Um nun ein „Item“ (Datenpunkt) zu erstellen, klicken wir auf den Kreis vor dem Kanal und können nun ein Item anlegen:

Im folgenden Dialog lassen sich nun ein paar Einstellungen zu dem Datenpunkt vornehmen:

Ein Klick auf „LINK“ erstellt die Verbindung und schließt den Dialog.

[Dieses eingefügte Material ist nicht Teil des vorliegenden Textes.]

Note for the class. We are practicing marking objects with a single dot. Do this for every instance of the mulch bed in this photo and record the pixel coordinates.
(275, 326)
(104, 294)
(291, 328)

Nun ist es endlich geschafft, ein Klick in der linken Seite auf „Control“, öffnet nun eine Übersicht der zu steuernden Datenpunkte bzw. Kanäle. Im Falle eines Schaltaktors (Licht) kann also der Zustand verändert werden. Wenn bis hierhin alles funktioniert hat lässt sich jetzt also das Licht ein- und ausschalten.

Zusammenfassung

Nach diesem grundlegenden Prinzip lassen sich nun alle anderen Homematic-Komponenten einrichten. Leider ist das einmalig ein gewisser Aufwand, aber dabei kann man sich nochmal Gedanken über eine sinnvolle Namensgebung machen.

Ich persönlich bin bis jetzt sehr zufrieden mit openHAB 2, die Oberfläche ist extrem schnell und seitdem openHAB 2 in einem finalen Zustand ist, lässt es sich auch angenehm grafisch bedienen. Selbst die Darstellung auf Mobilgeräten funktioniert einwandfrei. Es müssen endlich keine Konfigurationsdateien mehr per Hand angelegt werden (auser bei  Bindings mit Version 1.x). Auch die Menge an verfügbaren Bindings und somit verwendbaren Smarthome Komponenten ist sehr umfangreich und wächst ständig. Es sollte also problemlos möglich sein, sein komplettes Haus mit openHAB 2 zu steuern, ohne dabei auf eine externe Cloud zu setzen.